UM MILAGRE ÀS TRÊS MARIAS...

Dali não se trata apenas de ouvir sons em vibrato ressonante que emanam do mesmo sino, poeticamente mecânico, que da torre alta ainda dobra à cidadezina suas eternas horas meias e plenas, simbolizando o som mágico das horas que para mim nunca passaram...a despeito da fatura da contabilidade da vida.

Tampouco se trata de apenas degustar os sons da locomotiva que bem lá de longe ainda acaricia os dormentes velhos de guerra, testemunhas mudas de idas e vindas cheias de histórias de calor humano, de lágrimas de despedidas apenas frente ao término das férias que sempre nos pareciam ser para sempre, caminhos de dantes agora sucateados e responsáveis apenas pela logística do frete do capitalismo despersonalizado e desalmado, o que segue por trilhos descarrilados, sem contudo perderem a poesia...porque hoje sei que essência nunca se perde, apenas se lapida invisivelmente pelos novos tempos sempre vindouros...

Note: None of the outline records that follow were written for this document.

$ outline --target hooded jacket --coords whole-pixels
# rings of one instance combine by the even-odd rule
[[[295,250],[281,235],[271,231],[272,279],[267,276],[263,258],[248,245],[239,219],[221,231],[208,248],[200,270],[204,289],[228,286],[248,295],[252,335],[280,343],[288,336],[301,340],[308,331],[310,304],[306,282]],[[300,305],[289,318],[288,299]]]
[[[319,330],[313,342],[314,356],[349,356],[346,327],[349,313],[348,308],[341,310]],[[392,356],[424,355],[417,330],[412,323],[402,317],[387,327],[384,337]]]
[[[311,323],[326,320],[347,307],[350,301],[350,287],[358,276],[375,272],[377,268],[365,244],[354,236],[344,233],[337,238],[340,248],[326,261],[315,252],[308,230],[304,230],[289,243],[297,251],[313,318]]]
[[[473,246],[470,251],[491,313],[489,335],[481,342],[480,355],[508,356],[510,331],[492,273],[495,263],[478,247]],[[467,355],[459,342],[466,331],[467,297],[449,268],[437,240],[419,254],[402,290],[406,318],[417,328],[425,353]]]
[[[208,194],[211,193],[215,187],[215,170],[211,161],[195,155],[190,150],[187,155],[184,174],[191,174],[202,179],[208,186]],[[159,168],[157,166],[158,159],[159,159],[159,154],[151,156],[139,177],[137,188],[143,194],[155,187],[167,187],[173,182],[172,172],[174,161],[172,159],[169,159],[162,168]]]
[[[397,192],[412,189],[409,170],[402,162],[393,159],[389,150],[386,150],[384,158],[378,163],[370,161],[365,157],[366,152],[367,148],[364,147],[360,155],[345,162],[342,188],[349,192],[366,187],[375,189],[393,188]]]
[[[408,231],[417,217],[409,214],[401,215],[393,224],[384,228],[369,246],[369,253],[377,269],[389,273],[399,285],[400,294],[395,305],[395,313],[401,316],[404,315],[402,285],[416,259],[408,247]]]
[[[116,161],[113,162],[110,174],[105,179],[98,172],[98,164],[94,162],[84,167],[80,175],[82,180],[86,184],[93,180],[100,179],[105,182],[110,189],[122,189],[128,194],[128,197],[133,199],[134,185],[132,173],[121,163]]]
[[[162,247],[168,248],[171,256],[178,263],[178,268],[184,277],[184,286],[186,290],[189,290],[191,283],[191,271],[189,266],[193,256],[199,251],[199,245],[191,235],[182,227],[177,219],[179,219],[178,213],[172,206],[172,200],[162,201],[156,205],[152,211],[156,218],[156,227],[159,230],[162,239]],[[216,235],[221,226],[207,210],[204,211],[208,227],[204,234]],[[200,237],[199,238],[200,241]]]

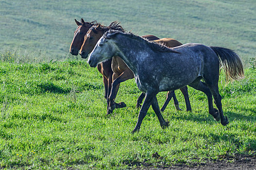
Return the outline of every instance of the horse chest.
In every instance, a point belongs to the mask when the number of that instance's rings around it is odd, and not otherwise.
[[[138,86],[138,88],[139,88],[140,90],[141,90],[143,92],[146,93],[147,91],[147,90],[148,89],[148,85],[144,82],[142,82],[138,75],[135,76],[134,80],[135,81],[136,84],[137,84],[137,86]]]

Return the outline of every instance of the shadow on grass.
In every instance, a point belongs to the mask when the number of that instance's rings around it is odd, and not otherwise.
[[[70,89],[64,89],[51,82],[44,82],[37,85],[43,93],[49,92],[53,93],[67,94],[70,92]]]

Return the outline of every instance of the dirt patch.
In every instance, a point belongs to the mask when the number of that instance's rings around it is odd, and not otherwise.
[[[144,165],[138,170],[256,170],[256,155],[236,155],[225,156],[223,160],[211,160],[207,163],[175,164],[173,166],[152,167]]]

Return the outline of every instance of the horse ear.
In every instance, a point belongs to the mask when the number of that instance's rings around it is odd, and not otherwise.
[[[99,23],[99,24],[97,26],[96,29],[100,28],[101,27],[101,23]]]
[[[81,25],[81,23],[80,22],[79,22],[79,21],[78,21],[76,19],[75,19],[75,21],[76,21],[76,24],[78,26],[79,26],[79,25]]]
[[[84,19],[83,18],[81,18],[81,23],[83,25],[85,25],[85,22]]]

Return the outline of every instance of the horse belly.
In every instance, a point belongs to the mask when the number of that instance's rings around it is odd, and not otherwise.
[[[192,82],[197,77],[197,76],[188,77],[184,75],[175,78],[165,78],[160,83],[159,91],[174,90],[184,87]]]

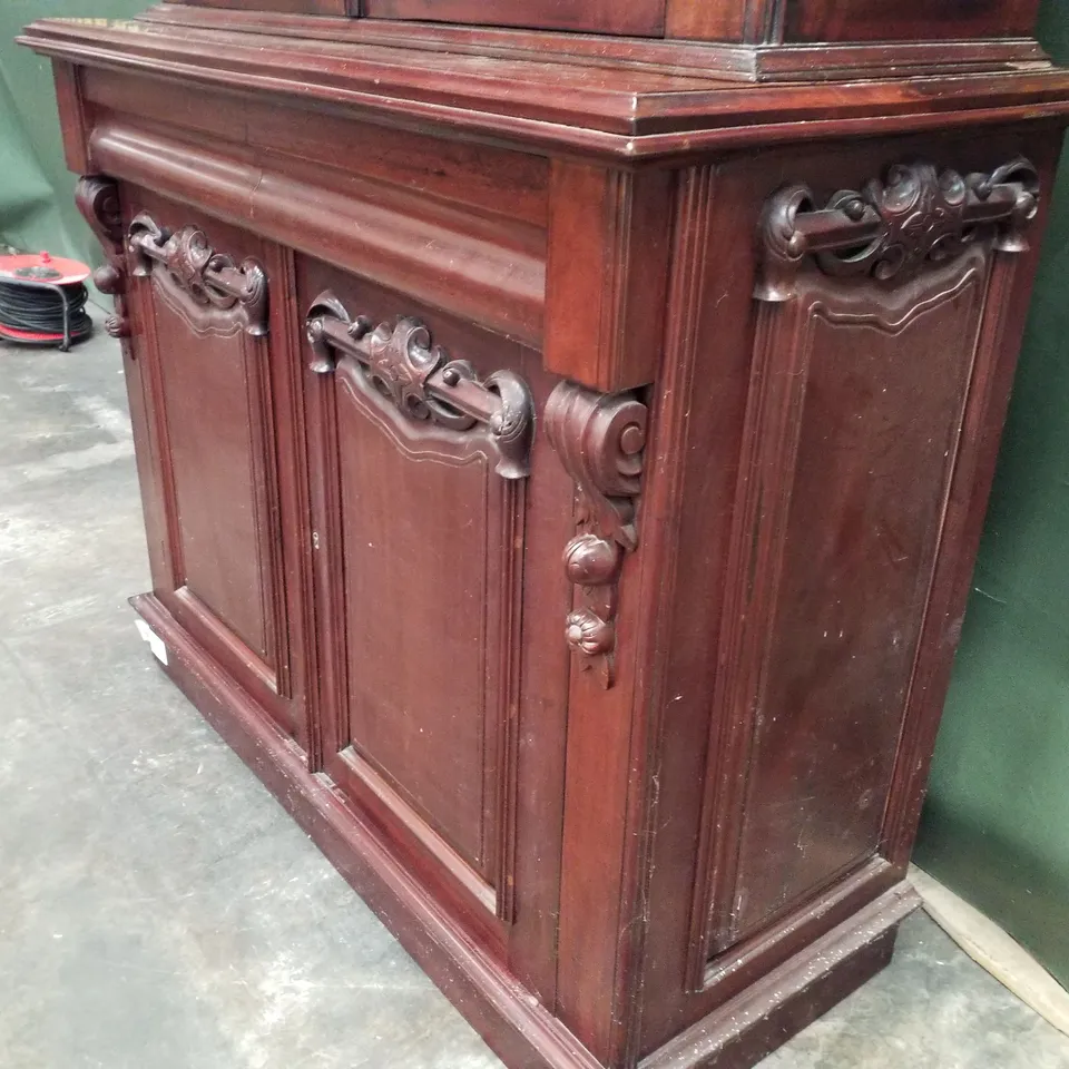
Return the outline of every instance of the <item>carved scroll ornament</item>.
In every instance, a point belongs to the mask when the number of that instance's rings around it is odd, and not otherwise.
[[[498,474],[524,479],[530,473],[534,405],[519,375],[498,371],[480,379],[467,360],[450,360],[441,345],[432,345],[419,320],[405,316],[372,327],[366,316],[353,318],[330,291],[312,303],[305,328],[312,371],[328,374],[336,353],[351,356],[367,385],[409,419],[454,431],[482,424],[498,453]]]
[[[171,234],[147,212],[130,223],[128,246],[136,276],[147,277],[159,265],[195,306],[231,313],[253,337],[267,333],[267,275],[257,261],[238,265],[215,252],[204,231],[184,226]]]
[[[111,337],[128,337],[126,316],[126,261],[122,257],[122,215],[119,209],[119,189],[111,178],[86,175],[78,180],[75,203],[97,241],[104,248],[107,263],[92,273],[96,287],[115,300],[115,312],[104,323]]]
[[[565,572],[581,595],[565,624],[568,645],[615,678],[616,614],[624,558],[638,546],[635,499],[643,473],[647,409],[634,394],[560,383],[546,403],[546,433],[579,489],[578,531]]]
[[[958,256],[981,236],[993,234],[1002,252],[1021,252],[1038,204],[1039,178],[1023,157],[965,178],[923,160],[896,164],[885,182],[841,190],[823,208],[807,186],[785,186],[762,214],[754,295],[790,301],[810,256],[826,275],[896,281]]]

Dali sim, se trata de reativar memórias que impregnaram todos os sentidos de e da vida, desde a mais remota infância até a obrigatoriedade da maturidade compulsória que nos traga frente à ingenuidade dos mesmos sons de dantes, os que instantaneamente reavivam memórias nunca esquecidas, dentre lembranças duma infância de flores do campo, de cheiros vários da terra seca ou molhada pela chuva passageira sobre os pomares, como é a vida de todos nós, daquele cheiro do fogão de brasas, do café moído e passado na hora, dos pios de passarinhos felizes pelos ares dum céu de azul translúcido, de manhãs de maritacas arruaceiras, de tardes de pombas sujonas, de pôr-de sóis indescritíveis e de noites de lua cheia e bem baixa, aonde o canto da coruja era sinal de plena felicidade para o próximo amanhecer.

Dali se trata de ainda contar estrelas do céu, de rezar às Três Marias, de localizar a Cruzeiro do Sul e de fazer os mesmos pedidos de vida à primeira estrela cadente que cruzasse, como dantes, a noite de alto verão...como se nas estrelas do céu estivessem todos os roteiros de vida ao alcance das nossas mãos de crianças.

Dali se trata sim, de imenso amor familial, de eterno laço, de abraço apertado, de lágrimas engolidas a seco, de contato visceral de alma, de união, de zelo pelo outro, de compromisso, de compaixão, de gratidão, de vida compartilhada de verdade.

E soa mais um novo tempo...

Dali se trata de a cada mais um badalar das horas que ecoam pela cidadezinha, retomar a ilusão de criança a fazer um pedido urgente ao céu, inadiável, como se todos os milagres prometidos estivessem ao alcançe da nossa egoísta razão...a de seres sempre apressados pelos desconhecidos trilhos da vida.